Transformation of the solid-state form of a drug compound in the lumen of the gastrointestinal tract may alter the drug bioavailability and in extreme cases result in patient fatalities. The solution-mediated anhydrate-to-hydrate phase transformation was examined using an in vitro model with different biorelevant media, simulated fasted and fed state intestinal fluids containing bile salt and dioleoylphosphatidylcholine (DOPC) micelles, DOPC/sodium dodecyl sulfate (SDS) mixture, bile salt solution and water. Two anhydrate compounds (carbamazepine, CBZ and nitrofurantoin, NF) with different overall transformation time into hydrate form were used as model compounds. The transformations were monitored using direct structural information from time-resolved synchrotron X-ray diffraction. The kinetics of these transformations were estimated using multivariate data analysis (principal component analysis, PCA) and compared to those for nitrofurantoin (NF). The study showed that the solution-mediated phase transformation of CBZ anhydrate was remarkably faster in the DOPC/SDS medium compared to transformation in all the other aqueous dispersion media. The conversion time for CBZ anhydrate in water was shorter than for DOPC/SDS but still faster than the conversion seen in fed and fasted state micellar media. The conversion of CBZ anhydrate to hydrate was the slowest in the solution containing bile salt alone. In contrast, the solution-mediated phase transformations of NF did only show limited kinetic dependence on the dispersion media used, indicating the complexity of the nucleation process. Furthermore, when the CBZ and NF material was compacted into tablets the transformation times were remarkably slower. Results suggest that variations in the composition of the contents of the stomach/gut may affect the recrystallization kinetics, especially when investigating compounds with relatively fast overall transformation time, such as CBZ.

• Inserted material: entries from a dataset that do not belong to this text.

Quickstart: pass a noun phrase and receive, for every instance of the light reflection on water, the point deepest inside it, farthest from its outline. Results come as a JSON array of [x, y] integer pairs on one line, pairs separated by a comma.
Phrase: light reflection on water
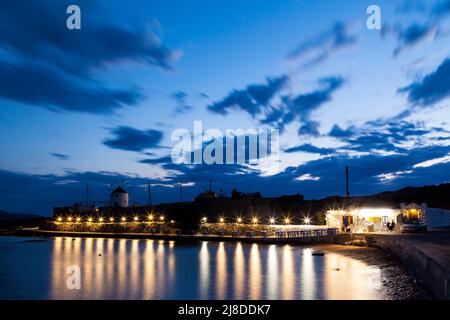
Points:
[[157, 269]]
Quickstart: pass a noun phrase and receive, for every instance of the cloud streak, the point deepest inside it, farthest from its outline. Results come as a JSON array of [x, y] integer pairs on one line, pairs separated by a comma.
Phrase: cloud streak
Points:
[[130, 139]]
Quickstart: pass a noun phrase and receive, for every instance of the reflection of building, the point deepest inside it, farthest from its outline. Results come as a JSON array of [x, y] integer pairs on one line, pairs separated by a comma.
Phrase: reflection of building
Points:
[[363, 219], [119, 198]]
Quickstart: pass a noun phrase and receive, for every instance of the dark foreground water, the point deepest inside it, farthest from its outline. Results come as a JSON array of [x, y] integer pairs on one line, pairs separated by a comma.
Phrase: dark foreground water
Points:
[[156, 269]]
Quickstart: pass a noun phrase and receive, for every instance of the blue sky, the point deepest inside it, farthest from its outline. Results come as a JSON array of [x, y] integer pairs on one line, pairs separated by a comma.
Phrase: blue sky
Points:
[[99, 104]]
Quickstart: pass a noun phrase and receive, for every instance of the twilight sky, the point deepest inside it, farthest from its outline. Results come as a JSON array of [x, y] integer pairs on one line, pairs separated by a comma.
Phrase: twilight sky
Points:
[[99, 104]]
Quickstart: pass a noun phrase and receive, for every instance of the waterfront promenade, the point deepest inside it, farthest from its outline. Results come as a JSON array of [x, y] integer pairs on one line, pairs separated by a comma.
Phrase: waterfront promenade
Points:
[[426, 256], [294, 237]]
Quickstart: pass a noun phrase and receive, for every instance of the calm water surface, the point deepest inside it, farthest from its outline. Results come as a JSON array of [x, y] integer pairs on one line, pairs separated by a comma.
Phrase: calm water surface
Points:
[[156, 269]]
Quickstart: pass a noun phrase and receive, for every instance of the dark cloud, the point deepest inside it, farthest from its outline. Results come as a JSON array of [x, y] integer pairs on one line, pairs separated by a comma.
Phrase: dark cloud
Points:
[[60, 156], [46, 87], [311, 149], [441, 8], [432, 88], [161, 160], [21, 192], [256, 101], [130, 139], [414, 34], [53, 67], [253, 99], [338, 132], [380, 135], [322, 46], [181, 104], [303, 105]]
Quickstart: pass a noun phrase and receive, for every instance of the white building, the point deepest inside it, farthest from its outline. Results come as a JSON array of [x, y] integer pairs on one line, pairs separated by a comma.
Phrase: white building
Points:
[[360, 220], [119, 198]]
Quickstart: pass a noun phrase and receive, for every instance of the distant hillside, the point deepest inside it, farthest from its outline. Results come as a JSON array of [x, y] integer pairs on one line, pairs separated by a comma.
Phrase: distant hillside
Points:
[[435, 196], [190, 213]]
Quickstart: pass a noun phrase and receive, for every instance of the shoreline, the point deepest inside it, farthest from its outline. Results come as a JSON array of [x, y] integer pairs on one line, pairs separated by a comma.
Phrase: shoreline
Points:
[[189, 238], [396, 281]]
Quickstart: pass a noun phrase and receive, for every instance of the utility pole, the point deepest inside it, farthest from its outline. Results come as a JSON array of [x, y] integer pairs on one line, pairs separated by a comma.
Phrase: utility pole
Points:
[[149, 189], [347, 194]]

药物化合物在胃肠道腔内的固态形式转变可能会改变药物的生物利用度,在极端情况下会导致患者死亡。使用体外模型,在不同的生物相关介质中研究了溶液介导的无水物到水合物的相变,这些介质包括模拟禁食和进食状态的肠液(含有胆盐和二油酰磷脂酰胆碱(DOPC)胶束)、DOPC/十二烷基硫酸钠(SDS)混合物、胆盐溶液和水。两种转变为水合物形式的总时间不同的无水化合物(卡马西平,CBZ和呋喃妥因,NF)被用作模型化合物。使用时间分辨同步加速器X射线衍射的直接结构信息监测转变过程。使用多变量数据分析(主成分分析,PCA)估计这些转变的动力学,并与呋喃妥因(NF)的动力学进行比较。研究表明,与在所有其他水性分散介质中的转变相比,CBZ无水物在DOPC/SDS介质中的溶液介导相变明显更快。CBZ无水物在水中的转化时间比在DOPC/SDS中短,但仍比在进食和禁食状态的胶束介质中观察到的转化快。CBZ无水物向水合物的转化在仅含胆盐的溶液中最慢。相比之下,NF的溶液介导相变仅显示出对所用分散介质的有限动力学依赖性,这表明成核过程的复杂性。此外,当将CBZ和NF材料压制成片剂时,转化时间明显变慢。结果表明,胃/肠内容物组成的变化可能会影响重结晶动力学,特别是在研究具有相对较快总转化时间的化合物(如CBZ)时。